The walnut wardrobe in the dining room now being used as a display cabinet for antique china and glassware came from the home of the late Ed Epley. The china canister set on the hutch came from Germany and is thought to be about 100 years old .
The handmade desk in the hallway is unique in that it is three separate sections with a common top that can be readily removed. On the stairway, the small file cabinet which holds the miniature glass fronted display case came from the Montgomery County Bank when it was remodeled.
On the second floor, the "mod" bedroom reflects the personality of the Traylor's teenage son, Craig, who selected the wallpaper and the furnishings. Their daughter, Tanja, has shown more of her parents' interest in her selection of decor and furnishings for her bedroom. The large walnut bed was restored and refinished by Mrs. Traylor, as was the dresser with its original pulls and mirror.

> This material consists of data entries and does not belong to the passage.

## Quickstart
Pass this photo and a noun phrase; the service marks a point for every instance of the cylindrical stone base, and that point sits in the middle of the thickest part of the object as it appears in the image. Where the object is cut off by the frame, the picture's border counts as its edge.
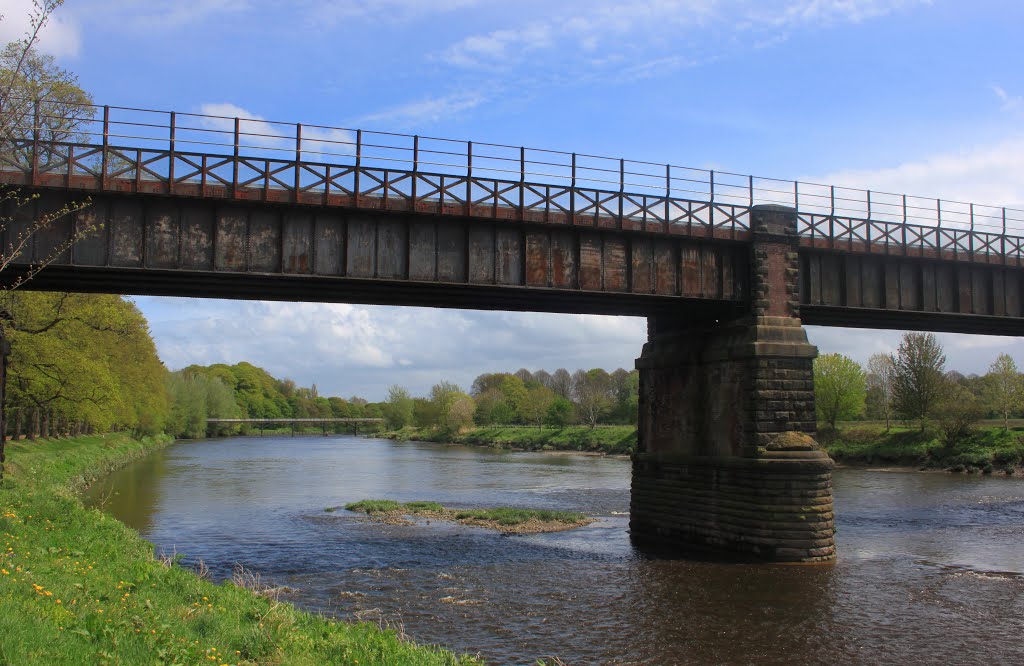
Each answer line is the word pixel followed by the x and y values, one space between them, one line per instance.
pixel 775 508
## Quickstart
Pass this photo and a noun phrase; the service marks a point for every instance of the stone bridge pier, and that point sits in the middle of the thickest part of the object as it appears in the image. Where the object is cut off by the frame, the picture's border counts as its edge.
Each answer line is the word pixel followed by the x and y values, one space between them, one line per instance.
pixel 726 458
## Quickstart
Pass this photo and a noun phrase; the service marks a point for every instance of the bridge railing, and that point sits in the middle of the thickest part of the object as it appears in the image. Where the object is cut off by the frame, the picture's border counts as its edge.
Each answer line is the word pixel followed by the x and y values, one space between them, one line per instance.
pixel 236 157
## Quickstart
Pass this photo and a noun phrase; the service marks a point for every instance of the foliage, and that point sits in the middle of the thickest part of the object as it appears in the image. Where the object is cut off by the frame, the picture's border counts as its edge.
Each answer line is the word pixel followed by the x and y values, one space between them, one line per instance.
pixel 1004 387
pixel 560 412
pixel 195 398
pixel 918 376
pixel 879 381
pixel 79 587
pixel 839 388
pixel 592 392
pixel 82 362
pixel 398 409
pixel 620 440
pixel 958 411
pixel 535 406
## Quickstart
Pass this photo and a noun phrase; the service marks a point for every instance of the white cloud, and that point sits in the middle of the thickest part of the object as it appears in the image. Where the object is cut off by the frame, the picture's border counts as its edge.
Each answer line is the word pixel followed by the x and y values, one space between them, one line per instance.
pixel 428 110
pixel 991 175
pixel 273 138
pixel 169 14
pixel 1009 102
pixel 657 25
pixel 333 11
pixel 60 37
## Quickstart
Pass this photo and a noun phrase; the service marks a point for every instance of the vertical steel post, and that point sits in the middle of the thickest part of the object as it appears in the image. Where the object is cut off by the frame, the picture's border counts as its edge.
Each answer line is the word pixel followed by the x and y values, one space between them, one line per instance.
pixel 235 177
pixel 104 159
pixel 170 154
pixel 522 182
pixel 358 167
pixel 298 162
pixel 416 166
pixel 572 192
pixel 35 142
pixel 469 177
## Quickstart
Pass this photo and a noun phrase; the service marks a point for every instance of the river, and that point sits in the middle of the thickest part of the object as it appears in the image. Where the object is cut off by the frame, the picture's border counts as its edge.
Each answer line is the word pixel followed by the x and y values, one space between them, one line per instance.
pixel 931 566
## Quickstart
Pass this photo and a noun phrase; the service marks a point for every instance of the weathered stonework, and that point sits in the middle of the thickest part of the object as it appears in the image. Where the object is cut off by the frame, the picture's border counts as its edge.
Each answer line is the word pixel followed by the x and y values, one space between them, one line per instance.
pixel 726 456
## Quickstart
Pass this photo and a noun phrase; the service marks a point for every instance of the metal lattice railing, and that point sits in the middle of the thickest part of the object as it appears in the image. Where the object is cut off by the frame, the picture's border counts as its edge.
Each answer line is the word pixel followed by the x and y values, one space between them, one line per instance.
pixel 116 148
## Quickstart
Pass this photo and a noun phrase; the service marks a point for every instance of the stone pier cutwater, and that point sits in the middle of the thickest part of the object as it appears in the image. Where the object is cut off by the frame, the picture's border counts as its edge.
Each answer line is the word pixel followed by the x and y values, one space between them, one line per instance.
pixel 726 457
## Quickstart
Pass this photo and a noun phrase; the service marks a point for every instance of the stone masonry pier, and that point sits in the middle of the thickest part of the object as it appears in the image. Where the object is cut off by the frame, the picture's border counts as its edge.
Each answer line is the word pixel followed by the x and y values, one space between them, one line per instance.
pixel 726 457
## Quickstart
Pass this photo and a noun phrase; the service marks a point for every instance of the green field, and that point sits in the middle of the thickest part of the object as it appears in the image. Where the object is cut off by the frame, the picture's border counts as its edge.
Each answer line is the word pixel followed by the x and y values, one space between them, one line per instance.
pixel 79 587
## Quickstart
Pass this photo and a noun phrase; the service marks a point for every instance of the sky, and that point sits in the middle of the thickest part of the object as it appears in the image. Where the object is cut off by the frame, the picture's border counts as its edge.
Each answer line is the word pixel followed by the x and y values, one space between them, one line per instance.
pixel 904 95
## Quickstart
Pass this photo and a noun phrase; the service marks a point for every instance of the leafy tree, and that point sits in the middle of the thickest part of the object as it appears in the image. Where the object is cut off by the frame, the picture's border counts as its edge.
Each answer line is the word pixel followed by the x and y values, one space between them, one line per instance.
pixel 592 392
pixel 460 413
pixel 839 388
pixel 560 412
pixel 918 376
pixel 536 404
pixel 398 409
pixel 958 411
pixel 880 386
pixel 561 382
pixel 1004 387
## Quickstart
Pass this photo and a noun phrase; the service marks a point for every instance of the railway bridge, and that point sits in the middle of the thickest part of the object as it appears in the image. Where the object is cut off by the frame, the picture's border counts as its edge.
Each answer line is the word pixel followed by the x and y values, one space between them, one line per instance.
pixel 726 267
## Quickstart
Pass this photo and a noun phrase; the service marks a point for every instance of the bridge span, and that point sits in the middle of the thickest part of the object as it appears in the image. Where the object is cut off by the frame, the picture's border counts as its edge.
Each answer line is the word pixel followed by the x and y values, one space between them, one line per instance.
pixel 726 267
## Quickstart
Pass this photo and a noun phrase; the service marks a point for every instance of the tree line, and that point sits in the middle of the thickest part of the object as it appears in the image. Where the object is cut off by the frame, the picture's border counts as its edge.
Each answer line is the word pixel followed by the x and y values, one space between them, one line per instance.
pixel 555 399
pixel 913 385
pixel 87 363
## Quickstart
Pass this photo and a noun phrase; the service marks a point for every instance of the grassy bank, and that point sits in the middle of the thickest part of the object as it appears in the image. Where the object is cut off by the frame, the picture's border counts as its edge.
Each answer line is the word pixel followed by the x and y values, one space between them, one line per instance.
pixel 503 518
pixel 604 439
pixel 986 450
pixel 79 587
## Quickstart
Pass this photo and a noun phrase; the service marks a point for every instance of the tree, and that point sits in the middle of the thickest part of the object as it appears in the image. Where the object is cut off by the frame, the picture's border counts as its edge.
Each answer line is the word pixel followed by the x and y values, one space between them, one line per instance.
pixel 398 409
pixel 535 405
pixel 880 386
pixel 839 388
pixel 918 376
pixel 561 382
pixel 460 413
pixel 1004 387
pixel 592 391
pixel 560 412
pixel 958 410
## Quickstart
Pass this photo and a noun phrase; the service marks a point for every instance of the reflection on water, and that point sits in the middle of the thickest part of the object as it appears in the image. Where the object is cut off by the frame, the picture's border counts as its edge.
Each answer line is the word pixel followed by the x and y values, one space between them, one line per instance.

The fainting couch in the Traylors' bedroom came from the home of the late Mrs. Dan Sullivan. The oak cabinet which is being used as a sweater closet was given to Mrs. Traylor by her grandmother, Mrs. Jacob Zimmerman of Greenville. The glass fronted cabinet in Mr. Traylor’s den contains a collection of his boyhood mementos. On his desk is a Butler Schools record book dating back to 1867. The back room, which was originally the "maid's room", has recently been redecorated and is now the upstairs family room. The old cook stove which is being used to display a collection of miniature cooking utensils came from the home of the late Mr. and Mrs. G. A. Johnsey.
In the 1970's the Historical Society had home tour each year. This article is from a hand out visitors received when they toured this home.